これと比較して右画像の実機ではどうでしょうか?
指定色の部品、元の色の部品、購入品の色で構成されています。
基本的に同系色の塊かつ、金属の地肌がもつ独特の艶で重厚感を感じると思います。
もし3次元CADで穴をあけるとすると、サイズに関わらず、穴開けコマンドを数クリックするだけで「数~十数秒」で穴を開けることが出来ます。
それと比較して現物をみて下さい。
この頑丈な金属の塊に穴の加工を施すとなると場所に寄りますが一日がかりです。
もしくは、場所によっては開けれないときも出てきます。
3次元CADでは、追加工や、部品の移動、削除などはいとも簡単にできます。
これが現物となるとどうでしょうか?
手で持てる物ならまだしも、大きな物、重たいものでは、クレーンを使う時も出てきます。
1人で出来ないときも出てきます。
このように重量感、現物観がない3次元CAD設計などでは、詳細は「現合で穴あけ指示」を現場にしてしまいがちです。

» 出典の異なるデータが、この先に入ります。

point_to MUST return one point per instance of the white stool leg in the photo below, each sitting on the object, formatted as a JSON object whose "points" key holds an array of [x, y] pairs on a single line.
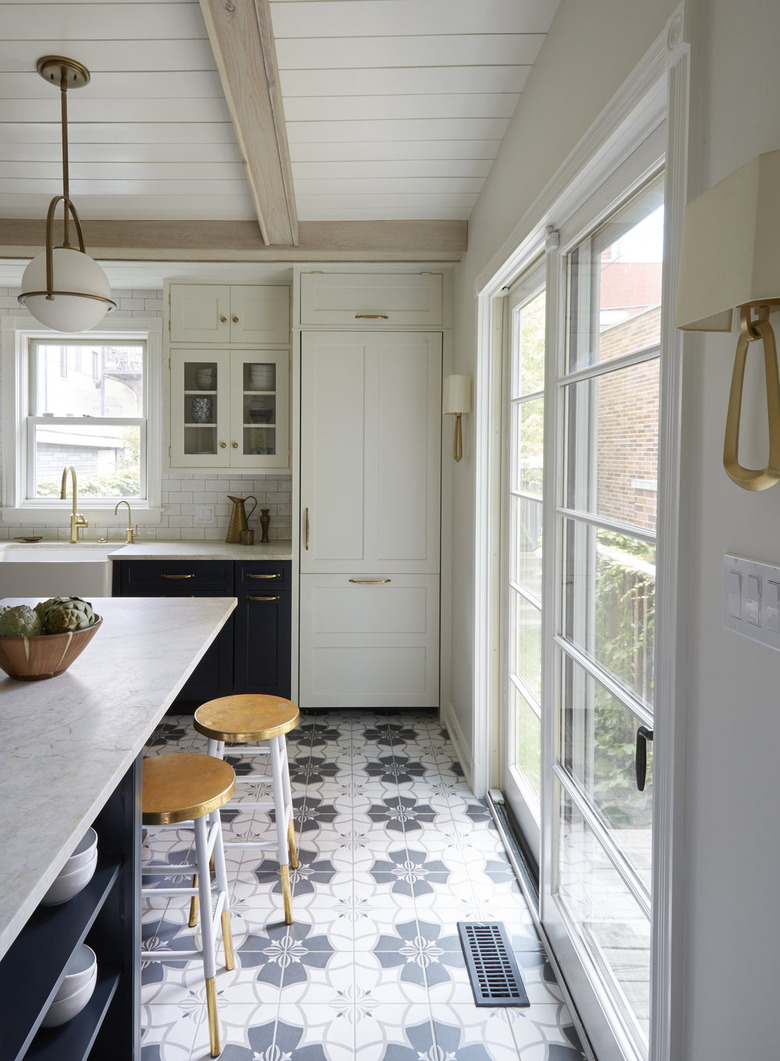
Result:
{"points": [[207, 929], [288, 802], [215, 748], [221, 874], [278, 775]]}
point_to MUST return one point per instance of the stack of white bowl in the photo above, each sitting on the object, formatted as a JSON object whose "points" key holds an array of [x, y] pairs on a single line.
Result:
{"points": [[262, 377], [76, 873], [76, 988]]}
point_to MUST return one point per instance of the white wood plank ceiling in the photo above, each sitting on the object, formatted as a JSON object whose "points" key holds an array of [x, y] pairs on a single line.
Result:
{"points": [[394, 108]]}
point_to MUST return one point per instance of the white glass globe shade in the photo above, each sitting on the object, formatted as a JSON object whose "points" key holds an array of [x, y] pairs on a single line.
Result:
{"points": [[73, 276]]}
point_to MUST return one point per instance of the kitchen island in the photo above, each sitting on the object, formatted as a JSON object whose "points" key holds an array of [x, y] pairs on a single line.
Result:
{"points": [[69, 744]]}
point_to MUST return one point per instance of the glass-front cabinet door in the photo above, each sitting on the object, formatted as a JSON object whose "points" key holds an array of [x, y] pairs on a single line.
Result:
{"points": [[229, 409], [259, 401], [200, 429]]}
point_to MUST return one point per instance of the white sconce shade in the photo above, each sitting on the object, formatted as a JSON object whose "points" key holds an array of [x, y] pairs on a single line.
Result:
{"points": [[456, 399], [730, 260], [731, 246], [81, 293], [457, 394]]}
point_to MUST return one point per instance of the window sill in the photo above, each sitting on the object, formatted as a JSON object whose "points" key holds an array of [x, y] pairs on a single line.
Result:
{"points": [[101, 514]]}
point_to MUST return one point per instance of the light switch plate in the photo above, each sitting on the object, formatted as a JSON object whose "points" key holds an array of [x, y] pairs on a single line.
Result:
{"points": [[751, 599]]}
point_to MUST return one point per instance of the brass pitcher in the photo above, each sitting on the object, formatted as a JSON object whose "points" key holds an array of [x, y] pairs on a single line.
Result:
{"points": [[238, 518]]}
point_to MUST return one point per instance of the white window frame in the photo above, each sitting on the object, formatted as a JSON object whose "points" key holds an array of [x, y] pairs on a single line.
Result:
{"points": [[658, 86], [17, 508]]}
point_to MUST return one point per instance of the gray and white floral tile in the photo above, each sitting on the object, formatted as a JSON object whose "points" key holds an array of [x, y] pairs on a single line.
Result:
{"points": [[394, 851]]}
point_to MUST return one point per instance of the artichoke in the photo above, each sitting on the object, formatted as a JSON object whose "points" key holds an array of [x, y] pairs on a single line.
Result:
{"points": [[64, 614], [19, 622]]}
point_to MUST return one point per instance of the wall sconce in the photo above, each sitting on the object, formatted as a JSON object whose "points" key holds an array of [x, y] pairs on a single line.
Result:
{"points": [[63, 287], [731, 259], [456, 400]]}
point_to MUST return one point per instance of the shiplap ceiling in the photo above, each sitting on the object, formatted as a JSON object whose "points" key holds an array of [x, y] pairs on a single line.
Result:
{"points": [[393, 109]]}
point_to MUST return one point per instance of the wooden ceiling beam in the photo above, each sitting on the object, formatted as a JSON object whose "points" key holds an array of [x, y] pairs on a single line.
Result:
{"points": [[391, 241], [242, 42]]}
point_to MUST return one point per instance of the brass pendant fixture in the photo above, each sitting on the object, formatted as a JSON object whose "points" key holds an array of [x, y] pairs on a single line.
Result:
{"points": [[63, 287]]}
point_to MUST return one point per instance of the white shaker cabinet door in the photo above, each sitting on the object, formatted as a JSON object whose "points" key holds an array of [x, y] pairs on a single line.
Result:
{"points": [[370, 431], [368, 642]]}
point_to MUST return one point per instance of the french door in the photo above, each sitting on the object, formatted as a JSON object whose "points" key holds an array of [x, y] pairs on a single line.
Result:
{"points": [[522, 519], [596, 896], [583, 333]]}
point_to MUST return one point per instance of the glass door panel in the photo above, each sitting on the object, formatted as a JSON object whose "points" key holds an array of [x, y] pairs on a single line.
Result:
{"points": [[523, 483], [596, 897]]}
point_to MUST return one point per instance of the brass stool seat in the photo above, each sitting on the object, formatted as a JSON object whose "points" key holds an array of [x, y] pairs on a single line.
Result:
{"points": [[191, 787], [262, 722]]}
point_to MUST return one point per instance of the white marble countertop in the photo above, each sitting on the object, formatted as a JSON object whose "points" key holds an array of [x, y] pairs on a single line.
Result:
{"points": [[67, 742], [202, 551]]}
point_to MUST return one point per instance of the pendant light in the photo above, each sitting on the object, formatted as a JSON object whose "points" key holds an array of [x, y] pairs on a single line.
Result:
{"points": [[63, 287]]}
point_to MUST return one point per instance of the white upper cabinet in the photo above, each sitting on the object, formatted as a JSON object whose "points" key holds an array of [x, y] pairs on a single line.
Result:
{"points": [[369, 474], [376, 300], [244, 314], [229, 409]]}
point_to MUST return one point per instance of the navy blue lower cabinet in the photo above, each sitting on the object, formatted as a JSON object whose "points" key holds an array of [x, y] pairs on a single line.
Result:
{"points": [[106, 916], [212, 677], [252, 654]]}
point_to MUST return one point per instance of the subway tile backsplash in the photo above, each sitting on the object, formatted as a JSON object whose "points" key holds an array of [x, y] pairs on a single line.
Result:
{"points": [[182, 493]]}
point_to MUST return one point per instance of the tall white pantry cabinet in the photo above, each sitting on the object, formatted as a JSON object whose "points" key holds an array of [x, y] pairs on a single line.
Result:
{"points": [[370, 428]]}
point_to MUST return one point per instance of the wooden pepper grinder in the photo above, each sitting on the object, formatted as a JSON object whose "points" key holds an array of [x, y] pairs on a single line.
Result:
{"points": [[264, 521]]}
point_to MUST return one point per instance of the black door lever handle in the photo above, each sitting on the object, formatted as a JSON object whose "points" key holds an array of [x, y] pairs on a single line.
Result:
{"points": [[643, 735]]}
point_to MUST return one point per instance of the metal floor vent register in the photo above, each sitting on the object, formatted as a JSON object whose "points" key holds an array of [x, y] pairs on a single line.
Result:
{"points": [[495, 976]]}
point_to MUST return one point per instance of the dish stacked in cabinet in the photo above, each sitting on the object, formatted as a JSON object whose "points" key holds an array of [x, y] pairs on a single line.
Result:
{"points": [[370, 427], [83, 952], [229, 384]]}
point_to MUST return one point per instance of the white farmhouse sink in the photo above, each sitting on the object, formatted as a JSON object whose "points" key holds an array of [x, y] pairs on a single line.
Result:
{"points": [[55, 569]]}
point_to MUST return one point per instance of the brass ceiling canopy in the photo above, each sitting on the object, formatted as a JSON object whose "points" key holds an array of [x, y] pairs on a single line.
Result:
{"points": [[64, 288]]}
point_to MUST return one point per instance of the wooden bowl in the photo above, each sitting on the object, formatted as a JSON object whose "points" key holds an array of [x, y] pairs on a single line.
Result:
{"points": [[33, 659]]}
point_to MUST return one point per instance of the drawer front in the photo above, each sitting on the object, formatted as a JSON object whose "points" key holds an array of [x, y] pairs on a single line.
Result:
{"points": [[391, 300], [262, 576], [176, 577], [368, 642]]}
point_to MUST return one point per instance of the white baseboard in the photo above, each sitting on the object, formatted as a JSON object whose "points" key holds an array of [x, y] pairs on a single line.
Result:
{"points": [[462, 746]]}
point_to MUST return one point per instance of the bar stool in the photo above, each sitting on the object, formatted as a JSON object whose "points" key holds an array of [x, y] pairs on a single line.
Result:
{"points": [[245, 719], [192, 787]]}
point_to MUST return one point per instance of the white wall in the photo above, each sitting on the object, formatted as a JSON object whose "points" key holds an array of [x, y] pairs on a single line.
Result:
{"points": [[729, 686], [733, 684]]}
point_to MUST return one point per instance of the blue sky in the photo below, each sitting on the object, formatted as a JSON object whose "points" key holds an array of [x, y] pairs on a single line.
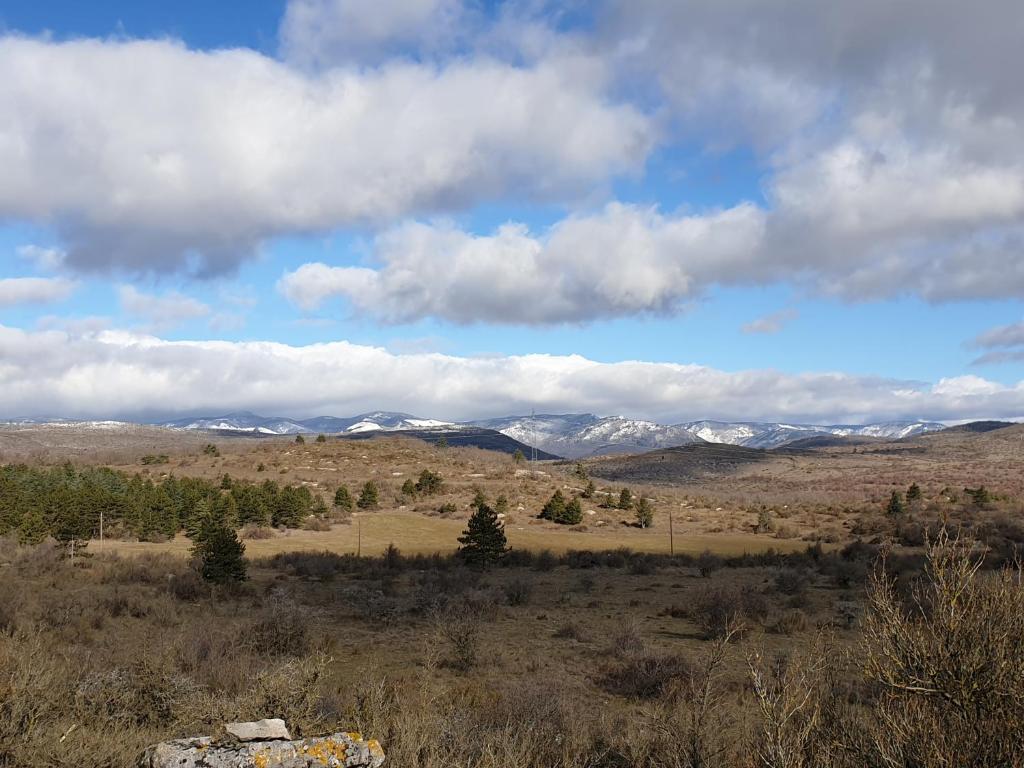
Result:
{"points": [[445, 182]]}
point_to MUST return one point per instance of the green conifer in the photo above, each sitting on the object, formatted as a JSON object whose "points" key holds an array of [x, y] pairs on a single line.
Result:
{"points": [[483, 541]]}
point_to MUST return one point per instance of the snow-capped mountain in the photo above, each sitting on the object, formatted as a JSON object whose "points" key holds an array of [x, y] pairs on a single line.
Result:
{"points": [[245, 421], [577, 435]]}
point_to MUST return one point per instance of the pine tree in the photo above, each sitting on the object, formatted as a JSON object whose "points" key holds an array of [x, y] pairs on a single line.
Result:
{"points": [[483, 541], [343, 499], [369, 497], [554, 510], [33, 528], [572, 514], [221, 555], [644, 513], [895, 506]]}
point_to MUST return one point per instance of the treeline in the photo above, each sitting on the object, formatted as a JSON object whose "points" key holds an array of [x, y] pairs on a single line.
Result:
{"points": [[67, 503]]}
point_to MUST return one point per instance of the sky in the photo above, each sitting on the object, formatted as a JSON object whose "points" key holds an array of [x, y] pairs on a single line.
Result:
{"points": [[724, 209]]}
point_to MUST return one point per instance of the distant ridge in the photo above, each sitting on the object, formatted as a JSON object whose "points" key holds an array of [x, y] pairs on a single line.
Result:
{"points": [[573, 435]]}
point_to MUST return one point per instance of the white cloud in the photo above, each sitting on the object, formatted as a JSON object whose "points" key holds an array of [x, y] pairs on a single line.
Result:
{"points": [[161, 312], [56, 372], [47, 259], [34, 290], [147, 156], [318, 33], [1001, 336], [771, 324], [621, 261]]}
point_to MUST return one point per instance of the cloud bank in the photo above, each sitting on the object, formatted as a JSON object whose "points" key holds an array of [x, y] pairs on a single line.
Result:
{"points": [[118, 374], [150, 157]]}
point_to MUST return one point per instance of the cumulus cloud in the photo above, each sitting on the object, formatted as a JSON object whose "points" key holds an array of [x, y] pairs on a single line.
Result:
{"points": [[771, 324], [623, 260], [321, 33], [161, 312], [34, 290], [57, 372], [146, 156], [1003, 344], [47, 259]]}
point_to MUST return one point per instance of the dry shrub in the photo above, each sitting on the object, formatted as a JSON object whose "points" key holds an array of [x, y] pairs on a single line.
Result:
{"points": [[950, 666], [252, 531], [645, 675], [720, 610], [518, 592], [791, 623]]}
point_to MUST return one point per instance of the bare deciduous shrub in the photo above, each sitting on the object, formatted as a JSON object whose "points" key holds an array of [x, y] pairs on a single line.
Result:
{"points": [[791, 622], [949, 666], [518, 592], [727, 609], [645, 675]]}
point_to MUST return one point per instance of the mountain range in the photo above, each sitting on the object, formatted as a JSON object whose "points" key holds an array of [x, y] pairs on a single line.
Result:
{"points": [[569, 435]]}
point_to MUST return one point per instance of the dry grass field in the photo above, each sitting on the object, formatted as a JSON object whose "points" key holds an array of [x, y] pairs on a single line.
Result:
{"points": [[587, 647]]}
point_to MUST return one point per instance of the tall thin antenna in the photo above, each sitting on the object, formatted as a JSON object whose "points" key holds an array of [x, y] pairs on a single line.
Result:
{"points": [[532, 436]]}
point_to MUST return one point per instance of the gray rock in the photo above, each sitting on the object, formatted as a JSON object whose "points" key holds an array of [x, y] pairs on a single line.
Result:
{"points": [[261, 730], [339, 750]]}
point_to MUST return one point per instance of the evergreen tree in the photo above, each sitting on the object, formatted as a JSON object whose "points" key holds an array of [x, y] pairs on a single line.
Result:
{"points": [[221, 555], [913, 494], [483, 541], [895, 506], [343, 499], [554, 510], [318, 506], [572, 514], [33, 528], [369, 497], [293, 507], [644, 513]]}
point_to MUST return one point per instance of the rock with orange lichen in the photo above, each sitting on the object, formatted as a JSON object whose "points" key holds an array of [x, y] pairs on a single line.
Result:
{"points": [[337, 751]]}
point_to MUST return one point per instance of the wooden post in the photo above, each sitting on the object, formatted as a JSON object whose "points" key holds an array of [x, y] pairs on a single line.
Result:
{"points": [[672, 539]]}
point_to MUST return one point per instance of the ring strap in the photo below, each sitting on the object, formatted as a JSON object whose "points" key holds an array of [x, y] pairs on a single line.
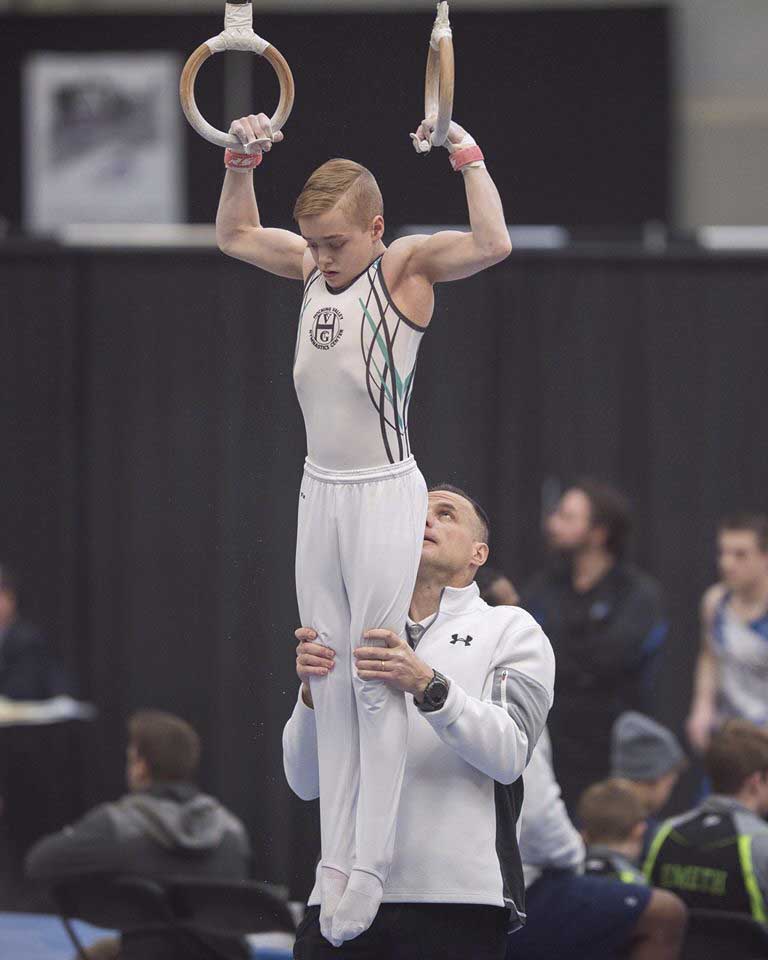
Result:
{"points": [[238, 32]]}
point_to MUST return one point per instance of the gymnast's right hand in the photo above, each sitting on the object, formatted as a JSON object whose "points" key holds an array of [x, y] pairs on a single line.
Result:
{"points": [[255, 133]]}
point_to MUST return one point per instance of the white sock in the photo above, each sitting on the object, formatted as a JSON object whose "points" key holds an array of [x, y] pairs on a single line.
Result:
{"points": [[358, 907], [332, 886]]}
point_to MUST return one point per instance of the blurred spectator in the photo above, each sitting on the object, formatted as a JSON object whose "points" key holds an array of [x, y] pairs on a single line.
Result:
{"points": [[605, 621], [612, 820], [165, 827], [28, 669], [575, 916], [496, 588], [731, 677], [650, 756], [716, 856]]}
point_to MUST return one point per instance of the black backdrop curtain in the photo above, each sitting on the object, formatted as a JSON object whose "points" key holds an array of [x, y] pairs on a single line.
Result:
{"points": [[152, 447], [572, 105]]}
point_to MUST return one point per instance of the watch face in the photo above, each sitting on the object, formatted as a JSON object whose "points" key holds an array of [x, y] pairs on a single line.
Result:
{"points": [[437, 691]]}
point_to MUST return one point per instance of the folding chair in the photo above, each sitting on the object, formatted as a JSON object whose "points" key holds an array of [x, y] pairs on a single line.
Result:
{"points": [[132, 905], [226, 907]]}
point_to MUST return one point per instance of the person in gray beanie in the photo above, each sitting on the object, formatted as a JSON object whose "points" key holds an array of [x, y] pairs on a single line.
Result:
{"points": [[648, 754]]}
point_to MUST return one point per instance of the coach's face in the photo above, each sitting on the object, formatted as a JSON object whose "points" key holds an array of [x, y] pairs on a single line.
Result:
{"points": [[453, 537]]}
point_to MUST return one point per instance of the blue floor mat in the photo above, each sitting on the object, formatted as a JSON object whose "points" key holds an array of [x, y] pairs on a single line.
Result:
{"points": [[32, 936]]}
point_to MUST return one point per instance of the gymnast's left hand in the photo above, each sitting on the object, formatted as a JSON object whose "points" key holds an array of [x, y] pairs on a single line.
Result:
{"points": [[457, 136], [395, 663]]}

これが非常に厄介なのが上記の理由から分かって頂けると思います。
2次元CADではありがちなこのような図面指示も、3次元CADだからこそ、しっかり時間を取って穴の位置ずれもしっかり確認して設計しましょう。
確認箇所が多いのでめんどくさい、時間かかると思っていても、上記理由でもし修正箇所が数か所、十か所となればどうでしょうか?
たかが穴開けに丸一日かかるのです。
たかがボルト穴、されどボルト穴なんです。
設計者は常に現場での作業を頭にいれて設計をお願いしたいところです。
それが良い設計となり、後修正の少なさが、良い設計者という事になるのです。